Trusting the Experiment

No, life has not disappointed me. On the contrary, I find it truer, more desirable and mysterious every year–ever since the day when the great liberator came to me: the idea that life could be an experiment of the seeker for knowledge–and not a duty, not a calamity, not trickery.–Nietzsche, The Gay Scienceiceland1

To embrace life as experiment requires courage. Courage and trust and joy in the unknown. MLK and Obama trusted the often unseen best in us, and in so doing allowed us to trust the best in ourselves. And what is that best part of ourselves?  The part that asks: What if?  The ability to wonder, to question what we know. The space to leave a dance open; to trust that the audience can be a part of the process of investigation while the dancers explore said process.
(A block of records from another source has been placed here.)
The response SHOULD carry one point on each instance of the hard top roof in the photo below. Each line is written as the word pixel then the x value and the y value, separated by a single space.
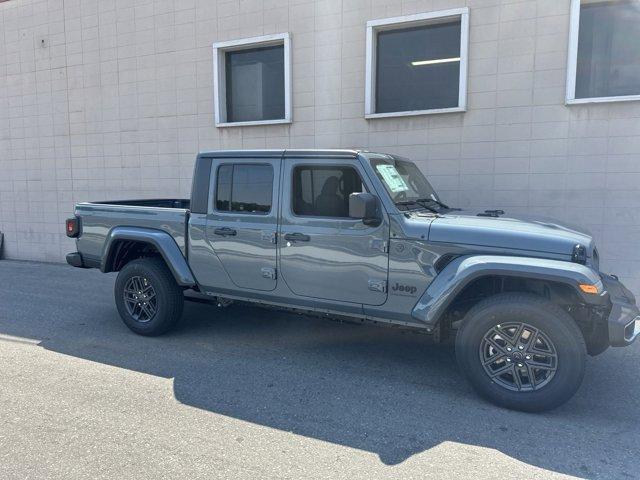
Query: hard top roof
pixel 337 153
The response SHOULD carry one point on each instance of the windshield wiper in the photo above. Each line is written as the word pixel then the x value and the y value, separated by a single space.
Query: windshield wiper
pixel 406 203
pixel 433 200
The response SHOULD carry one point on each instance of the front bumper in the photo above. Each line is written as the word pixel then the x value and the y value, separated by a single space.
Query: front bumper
pixel 624 317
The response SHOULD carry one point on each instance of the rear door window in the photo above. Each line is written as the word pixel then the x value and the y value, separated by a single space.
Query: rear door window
pixel 244 188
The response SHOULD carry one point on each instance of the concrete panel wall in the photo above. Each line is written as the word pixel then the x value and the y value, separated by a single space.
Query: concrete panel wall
pixel 112 99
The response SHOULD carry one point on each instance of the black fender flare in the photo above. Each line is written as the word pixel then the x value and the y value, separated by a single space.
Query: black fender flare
pixel 161 241
pixel 463 270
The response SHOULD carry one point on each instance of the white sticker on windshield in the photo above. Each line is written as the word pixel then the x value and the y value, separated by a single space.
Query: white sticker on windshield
pixel 392 178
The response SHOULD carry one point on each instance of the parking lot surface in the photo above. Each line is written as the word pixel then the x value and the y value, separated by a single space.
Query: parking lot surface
pixel 246 392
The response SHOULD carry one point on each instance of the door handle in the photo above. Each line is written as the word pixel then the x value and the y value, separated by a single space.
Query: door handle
pixel 296 237
pixel 225 231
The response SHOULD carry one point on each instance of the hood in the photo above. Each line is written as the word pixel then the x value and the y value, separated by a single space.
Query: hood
pixel 512 232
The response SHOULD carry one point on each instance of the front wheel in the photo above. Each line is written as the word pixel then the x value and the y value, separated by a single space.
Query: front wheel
pixel 521 352
pixel 149 300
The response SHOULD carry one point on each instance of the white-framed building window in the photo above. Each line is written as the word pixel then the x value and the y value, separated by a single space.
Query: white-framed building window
pixel 417 64
pixel 252 81
pixel 604 51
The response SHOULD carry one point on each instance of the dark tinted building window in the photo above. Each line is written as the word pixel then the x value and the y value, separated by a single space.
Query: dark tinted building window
pixel 244 188
pixel 418 68
pixel 608 62
pixel 255 84
pixel 324 191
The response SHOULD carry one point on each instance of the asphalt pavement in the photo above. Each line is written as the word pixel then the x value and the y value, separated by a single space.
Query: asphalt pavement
pixel 244 392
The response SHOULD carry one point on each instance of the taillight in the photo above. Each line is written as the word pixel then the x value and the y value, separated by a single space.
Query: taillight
pixel 72 227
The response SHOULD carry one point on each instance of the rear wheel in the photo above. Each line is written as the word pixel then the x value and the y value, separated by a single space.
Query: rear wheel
pixel 521 352
pixel 149 300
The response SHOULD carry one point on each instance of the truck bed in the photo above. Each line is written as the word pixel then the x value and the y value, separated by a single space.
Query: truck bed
pixel 98 218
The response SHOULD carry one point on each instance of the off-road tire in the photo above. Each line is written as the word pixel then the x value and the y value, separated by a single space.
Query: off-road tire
pixel 169 296
pixel 558 326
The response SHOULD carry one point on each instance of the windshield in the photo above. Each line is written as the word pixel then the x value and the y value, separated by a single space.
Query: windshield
pixel 403 180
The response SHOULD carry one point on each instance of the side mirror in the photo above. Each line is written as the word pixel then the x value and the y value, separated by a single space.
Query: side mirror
pixel 364 205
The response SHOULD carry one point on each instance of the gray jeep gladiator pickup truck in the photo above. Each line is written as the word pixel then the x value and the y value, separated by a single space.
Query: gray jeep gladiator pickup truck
pixel 361 235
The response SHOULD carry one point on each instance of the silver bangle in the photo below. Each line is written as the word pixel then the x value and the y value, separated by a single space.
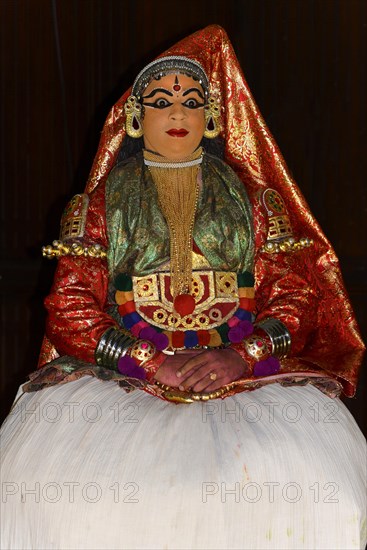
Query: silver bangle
pixel 112 345
pixel 279 336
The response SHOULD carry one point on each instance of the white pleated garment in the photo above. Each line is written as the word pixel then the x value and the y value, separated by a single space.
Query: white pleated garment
pixel 87 466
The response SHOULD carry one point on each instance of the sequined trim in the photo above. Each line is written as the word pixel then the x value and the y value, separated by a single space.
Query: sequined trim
pixel 60 248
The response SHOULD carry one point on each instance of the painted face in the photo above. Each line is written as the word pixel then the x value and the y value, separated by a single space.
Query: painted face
pixel 173 120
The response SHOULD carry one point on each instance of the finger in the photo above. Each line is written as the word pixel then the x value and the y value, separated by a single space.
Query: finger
pixel 201 373
pixel 212 386
pixel 192 364
pixel 207 384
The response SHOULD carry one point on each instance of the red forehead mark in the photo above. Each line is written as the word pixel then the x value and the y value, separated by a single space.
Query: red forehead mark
pixel 177 86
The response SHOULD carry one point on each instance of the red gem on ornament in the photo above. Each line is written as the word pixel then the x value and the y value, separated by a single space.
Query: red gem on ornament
pixel 184 304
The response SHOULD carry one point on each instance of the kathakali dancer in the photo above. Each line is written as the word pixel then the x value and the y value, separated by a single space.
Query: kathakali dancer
pixel 198 336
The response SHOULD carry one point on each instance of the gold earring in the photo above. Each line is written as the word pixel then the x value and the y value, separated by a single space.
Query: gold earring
pixel 212 119
pixel 132 110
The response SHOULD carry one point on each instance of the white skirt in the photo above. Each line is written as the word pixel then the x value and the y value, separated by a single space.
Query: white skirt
pixel 87 466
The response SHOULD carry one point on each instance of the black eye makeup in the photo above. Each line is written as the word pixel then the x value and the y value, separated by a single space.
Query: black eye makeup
pixel 160 103
pixel 192 103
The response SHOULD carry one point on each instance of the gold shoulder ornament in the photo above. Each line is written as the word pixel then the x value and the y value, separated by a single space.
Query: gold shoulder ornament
pixel 280 235
pixel 72 229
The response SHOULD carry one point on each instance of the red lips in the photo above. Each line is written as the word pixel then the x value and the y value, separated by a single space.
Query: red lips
pixel 177 132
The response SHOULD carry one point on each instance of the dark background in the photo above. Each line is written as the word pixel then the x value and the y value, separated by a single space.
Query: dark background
pixel 63 64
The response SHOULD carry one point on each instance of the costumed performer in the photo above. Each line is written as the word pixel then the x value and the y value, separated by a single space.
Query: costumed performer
pixel 191 279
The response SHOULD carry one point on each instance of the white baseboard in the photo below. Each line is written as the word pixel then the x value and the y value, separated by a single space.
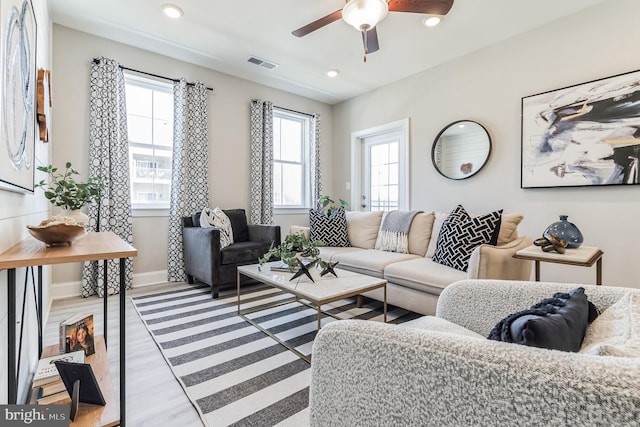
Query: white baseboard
pixel 74 289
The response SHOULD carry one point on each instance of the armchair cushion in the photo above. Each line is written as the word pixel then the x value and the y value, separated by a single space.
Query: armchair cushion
pixel 556 323
pixel 615 332
pixel 217 218
pixel 243 252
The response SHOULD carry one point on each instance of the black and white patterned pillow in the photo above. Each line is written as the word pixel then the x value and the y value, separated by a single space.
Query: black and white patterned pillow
pixel 461 234
pixel 331 230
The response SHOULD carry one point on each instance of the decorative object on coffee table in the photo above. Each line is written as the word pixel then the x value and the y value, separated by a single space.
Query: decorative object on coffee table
pixel 295 248
pixel 565 230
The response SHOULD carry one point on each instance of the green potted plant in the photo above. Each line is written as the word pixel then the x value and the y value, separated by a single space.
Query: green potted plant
pixel 328 205
pixel 293 249
pixel 65 191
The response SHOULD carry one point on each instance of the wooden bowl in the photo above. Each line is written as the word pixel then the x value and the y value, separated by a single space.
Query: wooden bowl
pixel 57 234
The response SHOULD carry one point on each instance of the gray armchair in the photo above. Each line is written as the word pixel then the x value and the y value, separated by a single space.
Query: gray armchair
pixel 206 262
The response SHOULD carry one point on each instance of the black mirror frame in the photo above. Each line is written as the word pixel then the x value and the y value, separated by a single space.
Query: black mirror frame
pixel 435 142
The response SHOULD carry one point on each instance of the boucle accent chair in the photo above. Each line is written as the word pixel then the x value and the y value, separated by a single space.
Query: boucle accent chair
pixel 443 371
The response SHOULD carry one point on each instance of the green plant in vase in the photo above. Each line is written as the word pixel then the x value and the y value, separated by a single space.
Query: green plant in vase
pixel 293 249
pixel 64 190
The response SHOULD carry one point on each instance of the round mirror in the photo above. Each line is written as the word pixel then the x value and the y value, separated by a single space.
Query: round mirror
pixel 461 149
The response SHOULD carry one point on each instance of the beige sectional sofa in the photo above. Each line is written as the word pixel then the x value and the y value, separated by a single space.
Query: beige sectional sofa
pixel 414 280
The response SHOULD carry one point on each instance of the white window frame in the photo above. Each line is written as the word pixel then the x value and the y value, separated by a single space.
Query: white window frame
pixel 160 208
pixel 305 119
pixel 357 140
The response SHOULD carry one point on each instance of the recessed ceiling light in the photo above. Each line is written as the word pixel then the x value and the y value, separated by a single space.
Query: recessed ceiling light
pixel 172 11
pixel 431 21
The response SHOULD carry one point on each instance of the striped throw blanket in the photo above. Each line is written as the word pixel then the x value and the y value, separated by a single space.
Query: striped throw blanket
pixel 394 231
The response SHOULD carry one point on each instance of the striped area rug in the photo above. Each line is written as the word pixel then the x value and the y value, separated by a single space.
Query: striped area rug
pixel 234 373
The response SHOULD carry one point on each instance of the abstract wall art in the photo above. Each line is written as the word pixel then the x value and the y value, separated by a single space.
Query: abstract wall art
pixel 18 95
pixel 583 135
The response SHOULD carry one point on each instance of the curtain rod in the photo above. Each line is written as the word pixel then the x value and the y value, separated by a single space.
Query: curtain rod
pixel 97 61
pixel 292 111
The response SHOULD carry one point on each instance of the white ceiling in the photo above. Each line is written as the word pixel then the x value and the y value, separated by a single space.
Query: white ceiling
pixel 222 35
It is this openness to experimentation that is an antidote to fundamentalist thinking and totalitarian systems at any level.

Come February the ZsaZsarian’s will take up this task of experimental, experiential experience. Who knows what will happen?

state of the art

Why do I stay in this country? Why am I not an ex-pat, a foreigner, an
American abroad? Why do I continue to make art in a landscape where I am
still scraping together the money for the rapidly approaching show in order
to pay dancers and artists and personnel who are paid way too little for all
their sweat and hard work and dedication anyway? Why do I rehearse in a
studio which often has no heat? Work a day job? Lose sleep writing grants
and press copy?

Obama answered that question for me today. He reminded us all that this
country is a big work-in-progress, a big performance in the making: Pull the
microscope out. Remember where we are in our national trajectory. The US is
not a finished product.

When I was working on Pulling the Wool: An American Landscape of Truth and
Deception
, I learned the Gettysburg Address. I was completely taken by
Lincoln’s words, by the articulation of this country as a grand experiment:

Four score and seven years ago, our fathers brought forth on this continent
a new nation, conceived in liberty and dedicated to the proposition that all
men are created equal. Now we are engaged in a great civil war, testing
whether that nation, or any nation, so conceived and so dedicated, can long
endure.
..

We have been testing this over these last 8 years. Obama’s inaugural address
was a reminder that this is an improv– that we don’t have to go off the
rails, that we shouldn’t give up hope, that we can take control and shift
the improv and enter a new phase of the experiment. That the verdict is
still out on whether a nation so conceived can long endure…

So what does this have to do with art? I make non-commercial performance,
art that falls through the cracks, that pokes at the status quo. I spent two
months in Norway this fall, where there are ample artist grants, health
care, oil money…   A year in Belgium, where dance companies are funded…
A summer in Berlin where you can live cheaply and make art without as much
struggle. Why stay here where artmaking feels so untenable, where the
equation never balances? Why not jump ship like so much of the dance
community which has already left for greener pastures?

I realized today, as I stood in Times Square, watching Obama’s inaugural
address
surrounded by people of all races from all countries, that I believe
in that experiment. I believe in the improv. There is an energy to it, a
life to it, an openness that I have never felt anywhere else. In the same
way that I believe in the possibilities of artmaking, I believe in the
possibilities of this country. When we are working on a piece, I always
struggle with how much material to “set” and how much to structure
and then leave open– to leave room for life, spark, surprise, energy. To not
create something that is made, done, packaged, over. And that is what I
value about being here, and being American— that I live in a place that is
about what gets left open, not what is set.

So I pay the price of making art in the midst of a market collapse, a
society in doubt, a country that has strayed from the idea of soul. And
today, I thank Mr. Obama for reminding me why.

Gettysburg Address manuscript

Artifact: on the eve of a new era

Election night 08 at Lincolns knee

Election night '08 at Lincoln's knee — photo by Matt Mendelsohn

At the gentle nudging of T, I have crawled out of the internet rabbit hole of online polls, political blogs and photo slideshows of President-elect Obama to bring you this artifact. I’m still coming to terms with the new reality of a having a leader who has a grasp and understanding of reality as well as a vision of how to achieve the ideals set forth at the founding of America.

Jill, I’ve been thinking about your last post and wondering how much the political climate of the last eight years has contributed to the bipolar swings between maudlin emotionality and nonchalant banality in the dance community. I’m too close to it all to have any perspective. As of Nov. 4th, I can say that I feel like I’ve emerged into the bright daylight of possibilities from spending eight dark years in some strange haunted house of horrors where my perceptions were thwarted at every turn. The Rove-Cheney-Bush theatre of the absurd and their confederacy of dunces are in their final weeks as headliners and I am so relieved.

I laughed, I cried, it was worse than Cats.

I’m also curious to see what the next four or (hopefully!) eight years will bring for our community, our nation and the world. I wonder how we artists will respond.